Alumbró con la linterna, y empezó a buscar en el armario. Examinó cada tabla de madera para ver si las habían levantado recientemente, y pasó la mano por los bordes del papel pintado para ver si tenía burbujas o junturas desniveladas.
Nada.
Se sentó sobre los talones. ¿Dónde habría escondido el portátil?
¿En qué lugar habría puesto el ordenador si la hubieran cogido desprevenida, con tiempo sólo para meter el cable del teléfono en el bolsillo?

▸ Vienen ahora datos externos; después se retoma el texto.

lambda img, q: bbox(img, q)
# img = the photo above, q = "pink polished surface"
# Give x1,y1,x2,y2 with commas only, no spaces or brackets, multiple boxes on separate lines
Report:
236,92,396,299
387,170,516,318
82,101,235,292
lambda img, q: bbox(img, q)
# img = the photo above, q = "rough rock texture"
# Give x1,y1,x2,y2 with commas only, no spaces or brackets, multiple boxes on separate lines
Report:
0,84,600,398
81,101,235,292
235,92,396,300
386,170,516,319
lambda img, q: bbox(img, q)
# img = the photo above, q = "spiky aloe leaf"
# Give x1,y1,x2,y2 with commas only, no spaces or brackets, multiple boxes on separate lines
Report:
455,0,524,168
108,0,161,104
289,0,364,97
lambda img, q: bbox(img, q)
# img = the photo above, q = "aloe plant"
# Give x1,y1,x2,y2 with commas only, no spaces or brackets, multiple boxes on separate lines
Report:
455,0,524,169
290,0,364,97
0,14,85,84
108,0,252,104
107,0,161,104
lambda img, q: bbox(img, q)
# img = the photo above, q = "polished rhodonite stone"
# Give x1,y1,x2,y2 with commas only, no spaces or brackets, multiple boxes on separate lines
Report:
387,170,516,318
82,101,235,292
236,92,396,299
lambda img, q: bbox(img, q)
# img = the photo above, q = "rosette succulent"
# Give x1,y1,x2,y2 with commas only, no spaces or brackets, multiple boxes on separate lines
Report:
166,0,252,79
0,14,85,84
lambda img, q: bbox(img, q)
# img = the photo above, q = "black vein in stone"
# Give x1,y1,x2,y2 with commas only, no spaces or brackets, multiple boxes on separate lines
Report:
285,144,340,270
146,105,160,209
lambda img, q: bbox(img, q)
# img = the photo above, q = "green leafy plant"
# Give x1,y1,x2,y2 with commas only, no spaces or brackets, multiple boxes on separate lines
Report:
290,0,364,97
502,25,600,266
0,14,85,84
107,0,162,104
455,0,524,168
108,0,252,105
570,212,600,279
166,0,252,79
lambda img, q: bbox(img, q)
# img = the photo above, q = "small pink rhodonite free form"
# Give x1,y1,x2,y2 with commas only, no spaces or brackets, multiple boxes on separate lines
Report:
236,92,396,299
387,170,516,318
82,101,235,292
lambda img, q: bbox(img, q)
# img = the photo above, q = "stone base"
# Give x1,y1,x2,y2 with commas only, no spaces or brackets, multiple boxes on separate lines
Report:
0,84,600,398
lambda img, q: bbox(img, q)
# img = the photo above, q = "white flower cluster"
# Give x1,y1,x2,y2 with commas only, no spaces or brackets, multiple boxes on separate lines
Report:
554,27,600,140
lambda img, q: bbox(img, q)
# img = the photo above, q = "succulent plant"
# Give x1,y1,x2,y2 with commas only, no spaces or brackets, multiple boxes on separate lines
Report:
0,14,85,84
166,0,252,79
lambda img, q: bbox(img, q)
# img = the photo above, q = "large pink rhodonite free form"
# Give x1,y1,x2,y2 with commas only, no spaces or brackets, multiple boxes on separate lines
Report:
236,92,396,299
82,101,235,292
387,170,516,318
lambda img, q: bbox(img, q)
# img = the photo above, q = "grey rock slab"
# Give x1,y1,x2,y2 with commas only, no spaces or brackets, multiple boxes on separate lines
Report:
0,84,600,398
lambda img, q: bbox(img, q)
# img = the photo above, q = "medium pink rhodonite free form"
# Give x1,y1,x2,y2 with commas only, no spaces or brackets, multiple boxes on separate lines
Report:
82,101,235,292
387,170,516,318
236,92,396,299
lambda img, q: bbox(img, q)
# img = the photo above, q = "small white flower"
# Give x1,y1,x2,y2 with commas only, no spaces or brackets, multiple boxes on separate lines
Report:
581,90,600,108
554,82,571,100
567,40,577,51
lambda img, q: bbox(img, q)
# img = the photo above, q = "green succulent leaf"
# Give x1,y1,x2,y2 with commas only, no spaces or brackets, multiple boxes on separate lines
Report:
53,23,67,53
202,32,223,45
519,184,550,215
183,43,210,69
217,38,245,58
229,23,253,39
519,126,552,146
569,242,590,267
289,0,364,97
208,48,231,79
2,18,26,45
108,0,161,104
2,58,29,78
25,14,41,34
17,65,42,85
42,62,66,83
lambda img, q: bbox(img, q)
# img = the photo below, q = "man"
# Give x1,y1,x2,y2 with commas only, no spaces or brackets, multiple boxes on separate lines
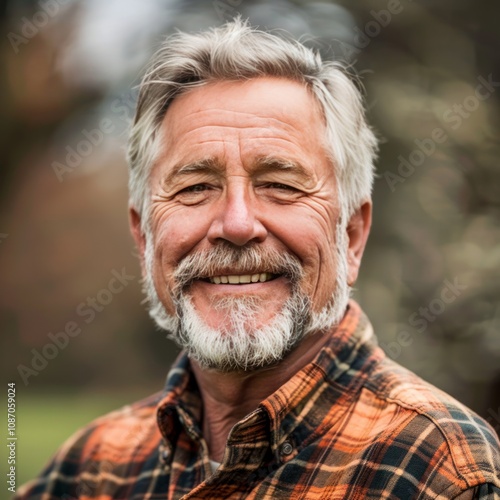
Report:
18,20,500,499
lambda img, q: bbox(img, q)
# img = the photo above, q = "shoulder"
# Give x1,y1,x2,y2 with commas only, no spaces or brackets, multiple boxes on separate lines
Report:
15,393,161,499
364,358,500,488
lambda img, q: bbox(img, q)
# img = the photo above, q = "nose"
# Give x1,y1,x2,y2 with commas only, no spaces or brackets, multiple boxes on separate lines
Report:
207,182,267,246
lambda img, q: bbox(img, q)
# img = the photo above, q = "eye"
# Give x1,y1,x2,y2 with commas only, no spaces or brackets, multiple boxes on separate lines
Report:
178,184,209,194
265,182,298,191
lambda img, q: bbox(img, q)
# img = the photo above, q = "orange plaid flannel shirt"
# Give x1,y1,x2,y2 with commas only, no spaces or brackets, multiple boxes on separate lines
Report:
16,302,500,500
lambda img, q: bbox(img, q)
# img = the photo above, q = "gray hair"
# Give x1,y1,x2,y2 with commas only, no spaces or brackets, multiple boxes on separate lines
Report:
128,19,377,225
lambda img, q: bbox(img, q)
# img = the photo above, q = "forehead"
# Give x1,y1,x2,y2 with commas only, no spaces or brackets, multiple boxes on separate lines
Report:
154,77,326,174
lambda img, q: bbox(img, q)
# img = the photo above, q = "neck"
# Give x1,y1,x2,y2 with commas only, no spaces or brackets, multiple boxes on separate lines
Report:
191,333,330,462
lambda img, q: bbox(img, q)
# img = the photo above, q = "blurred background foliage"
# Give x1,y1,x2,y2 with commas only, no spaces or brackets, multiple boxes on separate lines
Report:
0,0,500,482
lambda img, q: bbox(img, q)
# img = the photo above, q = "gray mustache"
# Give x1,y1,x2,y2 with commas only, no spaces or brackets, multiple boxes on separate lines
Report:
174,242,303,291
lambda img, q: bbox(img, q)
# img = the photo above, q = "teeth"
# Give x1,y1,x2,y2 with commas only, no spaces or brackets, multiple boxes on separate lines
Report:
209,273,272,285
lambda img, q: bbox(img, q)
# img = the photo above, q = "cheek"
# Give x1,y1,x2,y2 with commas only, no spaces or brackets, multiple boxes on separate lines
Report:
153,210,209,267
266,207,337,302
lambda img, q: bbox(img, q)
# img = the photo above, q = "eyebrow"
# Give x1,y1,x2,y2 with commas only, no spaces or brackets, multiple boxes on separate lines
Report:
162,157,224,186
162,156,312,186
252,156,312,179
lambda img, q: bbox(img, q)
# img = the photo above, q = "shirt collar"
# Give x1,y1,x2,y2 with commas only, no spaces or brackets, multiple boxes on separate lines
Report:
157,300,383,460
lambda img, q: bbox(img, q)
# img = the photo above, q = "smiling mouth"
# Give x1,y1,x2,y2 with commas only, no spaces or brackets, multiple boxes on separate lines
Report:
205,273,279,285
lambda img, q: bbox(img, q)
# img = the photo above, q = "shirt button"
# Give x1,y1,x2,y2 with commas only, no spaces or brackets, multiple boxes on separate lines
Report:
280,441,293,455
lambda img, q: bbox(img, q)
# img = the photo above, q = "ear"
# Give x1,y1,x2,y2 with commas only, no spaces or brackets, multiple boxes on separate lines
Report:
128,206,146,276
347,201,372,286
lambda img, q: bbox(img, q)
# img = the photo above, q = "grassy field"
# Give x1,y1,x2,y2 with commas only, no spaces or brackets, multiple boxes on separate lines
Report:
11,393,148,487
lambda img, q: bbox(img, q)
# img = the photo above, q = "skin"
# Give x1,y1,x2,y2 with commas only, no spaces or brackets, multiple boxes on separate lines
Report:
130,77,371,461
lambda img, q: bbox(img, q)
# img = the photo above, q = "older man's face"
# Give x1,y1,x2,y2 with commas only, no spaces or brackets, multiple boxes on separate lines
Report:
147,78,339,329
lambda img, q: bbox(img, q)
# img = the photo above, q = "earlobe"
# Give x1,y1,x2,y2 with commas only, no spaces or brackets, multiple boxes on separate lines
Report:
129,206,146,275
347,201,372,286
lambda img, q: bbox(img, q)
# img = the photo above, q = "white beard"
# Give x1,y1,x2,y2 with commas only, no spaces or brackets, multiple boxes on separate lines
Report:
144,224,350,372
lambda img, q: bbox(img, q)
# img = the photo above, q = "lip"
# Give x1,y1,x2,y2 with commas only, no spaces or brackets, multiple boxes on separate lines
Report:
191,275,289,294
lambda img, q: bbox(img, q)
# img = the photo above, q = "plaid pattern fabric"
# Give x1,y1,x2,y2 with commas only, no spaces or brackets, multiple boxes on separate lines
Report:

El estropeado escritorio tenía un cajón. Lo abrió. Vacío. Aunque se atascó ligeramente cuando tiraba de él. Se arrodilló, sacó su mini destornillador y golpeó la tornapunta de pino que servía de apoyo al soporte del cajón. La madera era barata, y en algunas partes estaba unida con grapas. A tientas encontró una zona nudosa, y presionó. La solapa de la tornapunta se abrió de golpe.